Here’s the thing: Rosemary is a girl but Fern is a chimpanzee, a fact that Fowler doesn’t reveal until about a third of the way through the book. Both Rosemary and Fern are test subjects in an experiment run by Rosemary’s father, a behavioral scientist. For their first five years, Rosemary and Fern are happily cared for by their parents and a slew of graduate students, their every move documented, their development celebrated and recorded at every turn. However, for reasons that unfold in the story, the experiment goes awry and Fern must be sent away, leaving the research project in shambles, and the entire family far more damaged than anyone thought possible. Rosemary’s mother retreats into serious depression, her father into alcohol, her brother becomes a fugitive animal rights activist, and Rosemary herself must navigate through life never sure whether her instincts are human or chimpanzee.

The novel’s complex structure of present-day narration combined with flashbacks adds suspense and makes the big reveal very satisfying, even if you already know it in advance, which I did. It was hard to avoid--this book got a lot of press when it came out last year and recently won the 2014 Pen/Faulkner award.

While it has a political subtext, the book is, at heart, a very personal story about relationships, loss, love, and what it means to be human. Fowler was inspired by several well-known cases of chimps raised in human families but has added her own spin. Politically, she walks a fine line, managing to avoid vilifying Rosemary’s father while still coming down firmly on the side of the animal rights folks. She has clearly done her research. It’s tricky subject matter and Fowler never puts a foot wrong. I was really delighted by this book, even when it was sad and heartbreaking.

(Book 9, 2014)

Tuesday, May 27, 2014

The Cuckoo's Calling by Robert Galbraith

Attentive readers will know that Robert Galbraith is a pseudonym for J. K. Rowling. Rowling’s identity was outed by someone from her law firm, but not before she had gotten this book published, sold a decent number of copies, and had offers from television production companies for the rights. Rowling had planned to keep writing as Galbraith for as long as she could, but her anonymity only lasted for three months after the book’s release in the UK. She says she was “more disappointed than angry” about the revelation.

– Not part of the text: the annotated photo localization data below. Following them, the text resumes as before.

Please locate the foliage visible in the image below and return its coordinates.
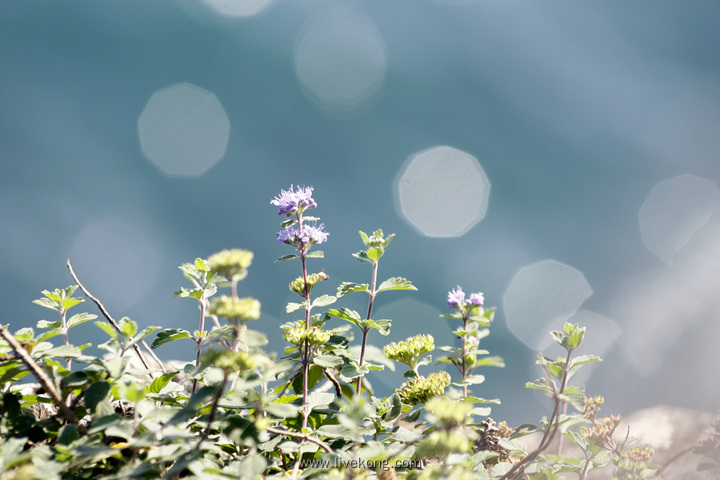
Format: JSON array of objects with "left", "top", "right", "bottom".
[{"left": 0, "top": 185, "right": 716, "bottom": 480}]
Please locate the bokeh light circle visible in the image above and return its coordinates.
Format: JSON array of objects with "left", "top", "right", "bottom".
[
  {"left": 294, "top": 12, "right": 386, "bottom": 112},
  {"left": 139, "top": 83, "right": 230, "bottom": 177},
  {"left": 503, "top": 259, "right": 593, "bottom": 350},
  {"left": 639, "top": 174, "right": 720, "bottom": 264},
  {"left": 68, "top": 213, "right": 161, "bottom": 310},
  {"left": 202, "top": 0, "right": 276, "bottom": 18},
  {"left": 395, "top": 146, "right": 490, "bottom": 237}
]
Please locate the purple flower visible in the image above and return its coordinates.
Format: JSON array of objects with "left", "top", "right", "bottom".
[
  {"left": 277, "top": 223, "right": 328, "bottom": 246},
  {"left": 271, "top": 185, "right": 317, "bottom": 217},
  {"left": 447, "top": 286, "right": 465, "bottom": 309},
  {"left": 302, "top": 223, "right": 328, "bottom": 245},
  {"left": 447, "top": 286, "right": 484, "bottom": 309},
  {"left": 468, "top": 292, "right": 484, "bottom": 307}
]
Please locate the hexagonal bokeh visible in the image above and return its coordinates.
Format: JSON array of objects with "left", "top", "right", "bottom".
[
  {"left": 503, "top": 259, "right": 593, "bottom": 350},
  {"left": 294, "top": 12, "right": 386, "bottom": 112},
  {"left": 394, "top": 146, "right": 490, "bottom": 237},
  {"left": 202, "top": 0, "right": 276, "bottom": 17},
  {"left": 639, "top": 174, "right": 720, "bottom": 264},
  {"left": 139, "top": 83, "right": 230, "bottom": 177}
]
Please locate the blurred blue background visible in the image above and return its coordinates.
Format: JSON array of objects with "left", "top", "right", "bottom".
[{"left": 2, "top": 1, "right": 720, "bottom": 425}]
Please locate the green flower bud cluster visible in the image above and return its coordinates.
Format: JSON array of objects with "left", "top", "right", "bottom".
[
  {"left": 425, "top": 397, "right": 473, "bottom": 428},
  {"left": 282, "top": 321, "right": 331, "bottom": 348},
  {"left": 396, "top": 371, "right": 450, "bottom": 406},
  {"left": 583, "top": 414, "right": 621, "bottom": 448},
  {"left": 289, "top": 272, "right": 329, "bottom": 296},
  {"left": 208, "top": 295, "right": 261, "bottom": 321},
  {"left": 208, "top": 249, "right": 254, "bottom": 281},
  {"left": 583, "top": 394, "right": 605, "bottom": 420},
  {"left": 384, "top": 334, "right": 434, "bottom": 370},
  {"left": 611, "top": 445, "right": 655, "bottom": 480},
  {"left": 415, "top": 429, "right": 472, "bottom": 459},
  {"left": 201, "top": 348, "right": 256, "bottom": 373}
]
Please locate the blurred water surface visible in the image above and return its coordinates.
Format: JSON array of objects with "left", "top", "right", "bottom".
[{"left": 2, "top": 1, "right": 720, "bottom": 424}]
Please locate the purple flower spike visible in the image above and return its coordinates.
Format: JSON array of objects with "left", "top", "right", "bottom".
[
  {"left": 277, "top": 223, "right": 328, "bottom": 247},
  {"left": 447, "top": 286, "right": 465, "bottom": 309},
  {"left": 271, "top": 185, "right": 317, "bottom": 217},
  {"left": 301, "top": 223, "right": 328, "bottom": 245},
  {"left": 468, "top": 292, "right": 484, "bottom": 307}
]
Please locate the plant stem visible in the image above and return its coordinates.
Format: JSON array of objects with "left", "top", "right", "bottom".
[
  {"left": 298, "top": 212, "right": 311, "bottom": 430},
  {"left": 60, "top": 309, "right": 71, "bottom": 370},
  {"left": 499, "top": 349, "right": 573, "bottom": 480},
  {"left": 192, "top": 297, "right": 206, "bottom": 395},
  {"left": 196, "top": 371, "right": 228, "bottom": 450},
  {"left": 356, "top": 260, "right": 379, "bottom": 394},
  {"left": 460, "top": 314, "right": 468, "bottom": 398}
]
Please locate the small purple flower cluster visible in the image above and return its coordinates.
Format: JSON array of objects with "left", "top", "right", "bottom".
[
  {"left": 277, "top": 223, "right": 328, "bottom": 246},
  {"left": 447, "top": 286, "right": 484, "bottom": 310},
  {"left": 270, "top": 185, "right": 317, "bottom": 217}
]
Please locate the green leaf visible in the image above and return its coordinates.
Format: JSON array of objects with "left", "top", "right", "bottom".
[
  {"left": 313, "top": 355, "right": 343, "bottom": 368},
  {"left": 286, "top": 301, "right": 306, "bottom": 314},
  {"left": 351, "top": 251, "right": 373, "bottom": 263},
  {"left": 152, "top": 329, "right": 192, "bottom": 349},
  {"left": 384, "top": 393, "right": 403, "bottom": 422},
  {"left": 337, "top": 282, "right": 370, "bottom": 297},
  {"left": 366, "top": 247, "right": 384, "bottom": 262},
  {"left": 149, "top": 372, "right": 179, "bottom": 394},
  {"left": 312, "top": 295, "right": 336, "bottom": 308},
  {"left": 275, "top": 254, "right": 300, "bottom": 263},
  {"left": 125, "top": 326, "right": 161, "bottom": 350},
  {"left": 67, "top": 312, "right": 97, "bottom": 329},
  {"left": 363, "top": 318, "right": 391, "bottom": 336},
  {"left": 326, "top": 308, "right": 362, "bottom": 327},
  {"left": 40, "top": 345, "right": 82, "bottom": 358},
  {"left": 57, "top": 424, "right": 79, "bottom": 445},
  {"left": 376, "top": 277, "right": 417, "bottom": 294},
  {"left": 306, "top": 250, "right": 324, "bottom": 259},
  {"left": 118, "top": 317, "right": 138, "bottom": 338},
  {"left": 174, "top": 287, "right": 204, "bottom": 300},
  {"left": 36, "top": 319, "right": 61, "bottom": 329},
  {"left": 526, "top": 377, "right": 555, "bottom": 393},
  {"left": 95, "top": 321, "right": 121, "bottom": 341},
  {"left": 85, "top": 381, "right": 111, "bottom": 412}
]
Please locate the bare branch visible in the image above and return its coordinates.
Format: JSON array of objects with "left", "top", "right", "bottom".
[{"left": 0, "top": 324, "right": 75, "bottom": 422}]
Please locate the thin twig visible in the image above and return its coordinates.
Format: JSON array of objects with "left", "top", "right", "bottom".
[
  {"left": 266, "top": 426, "right": 333, "bottom": 453},
  {"left": 651, "top": 445, "right": 694, "bottom": 479},
  {"left": 66, "top": 259, "right": 162, "bottom": 374},
  {"left": 0, "top": 324, "right": 75, "bottom": 422}
]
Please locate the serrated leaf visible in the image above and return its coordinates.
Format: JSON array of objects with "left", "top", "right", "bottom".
[
  {"left": 275, "top": 254, "right": 300, "bottom": 263},
  {"left": 174, "top": 287, "right": 204, "bottom": 300},
  {"left": 376, "top": 277, "right": 417, "bottom": 294},
  {"left": 326, "top": 308, "right": 362, "bottom": 327},
  {"left": 364, "top": 318, "right": 391, "bottom": 336},
  {"left": 67, "top": 312, "right": 97, "bottom": 329},
  {"left": 366, "top": 247, "right": 384, "bottom": 262},
  {"left": 286, "top": 302, "right": 306, "bottom": 314},
  {"left": 151, "top": 329, "right": 192, "bottom": 349},
  {"left": 118, "top": 317, "right": 138, "bottom": 338},
  {"left": 337, "top": 282, "right": 369, "bottom": 297},
  {"left": 37, "top": 319, "right": 61, "bottom": 329},
  {"left": 351, "top": 251, "right": 373, "bottom": 264},
  {"left": 312, "top": 295, "right": 336, "bottom": 308}
]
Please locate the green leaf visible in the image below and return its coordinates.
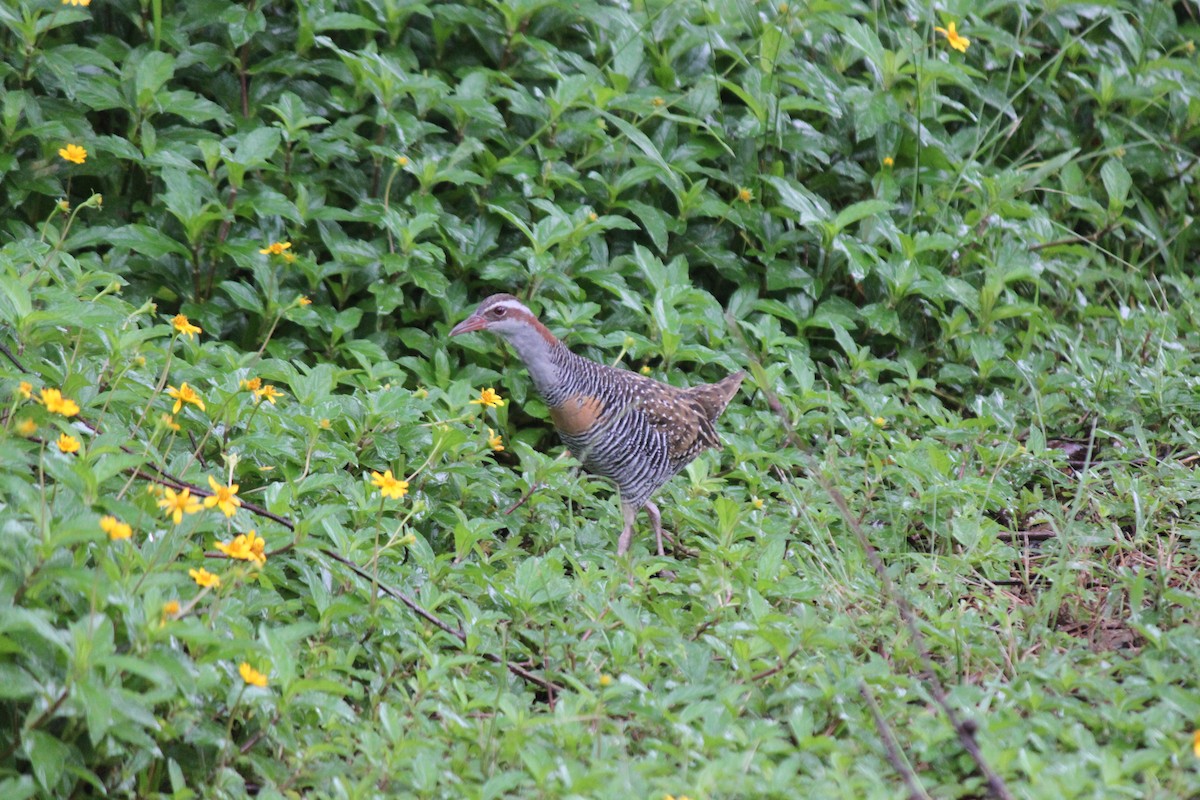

I only heard of the book in conjunction with the news that Galbraith was Rowling, though I like to think I would have found it anyway. It’s really an excellent detective story, featuring a hardboiled PI, his intrepid assistant, and a dead supermodel.

So much detective fiction coming out of the UK and northern Europe right now is really really dark, featuring isolated self-destructive detectives and horrifically violent crime. Galbraith draws on that tradition but avoids the extremes. In fact, I think he (she?) hits exactly the right tone. Cormoran Strike, the PI, is an Iraq war veteran, down on his luck, something of a drinker, but he maintains his sense of humor and a desire to turn things around; he hasn’t given in to his worst impulses (yet). And the crime Strike investigates, while sad, isn’t strange or sick, like some of the serial killer stuff that’s out there. Finally, Galbraith gives us Robin, a young woman who has always taken the safe, predictable path, but whose outwardly pragmatic demeanor hides a restless longing for something, anything, more exciting than a job in human resources and another evening with her stolid fiancĂ©. When the temp agency sends her to Strike (by mistake, actually) she can finally let her true colors shine.

With these elements in place, Galbraith sets us up for a series of books (we hope) that will draw on Strike’s gruff, methodical methods and Robin’s flashes of insight to create a team that will keep delivering the goods. The second in this series (The Silkworm) is coming June 19, 2014 and Rowling says she’s looking forward to writing more books as Galbraith.